The morning announcement came a bit earlier than advertised. A special sighting of a magnificent size drew many people to the outer decks and up to the bridge before 7:00 a.m. A large iceberg – later determined by glaciologist Andreas Alexander to have broken off from one of three tidewater glaciers of Greenland – arrived in Icelandic waters by means of ocean currents. We continued sailing to Isafjordur for an exciting afternoon of activities, including hikes, culture walks, and a bike tour.

As we pulled into the bustling port in Isafjordur, the first group set off for the bike tour. The spectacular scenery did not disappoint as we peddled through fields of blooming purple lupine. The scent of flowers and the sound of cliffside waterfalls made for a truly sensory experience. We rode through tunnels and around fallen boulders from landslides along the seaside cliffs until we arrived at the Heritage Museum where we learned about the age-old tradition of shark fishing in the waters between Iceland and Greenland.

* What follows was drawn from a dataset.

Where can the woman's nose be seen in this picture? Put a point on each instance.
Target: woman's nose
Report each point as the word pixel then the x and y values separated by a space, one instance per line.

On other tours, guests enjoyed a hike to a waterfall that ended at a local brewery near the ship, flower garden tours, and a tasting tour.

We boarded the ship once again to make it to Vigur, a special island with only three year-round inhabitants and a huge number of nesting seabirds in the spring and summer months. We ended the day with cake prepared with fresh rhubarb from the garden, and it was a truly sweet ending to a spectacular day.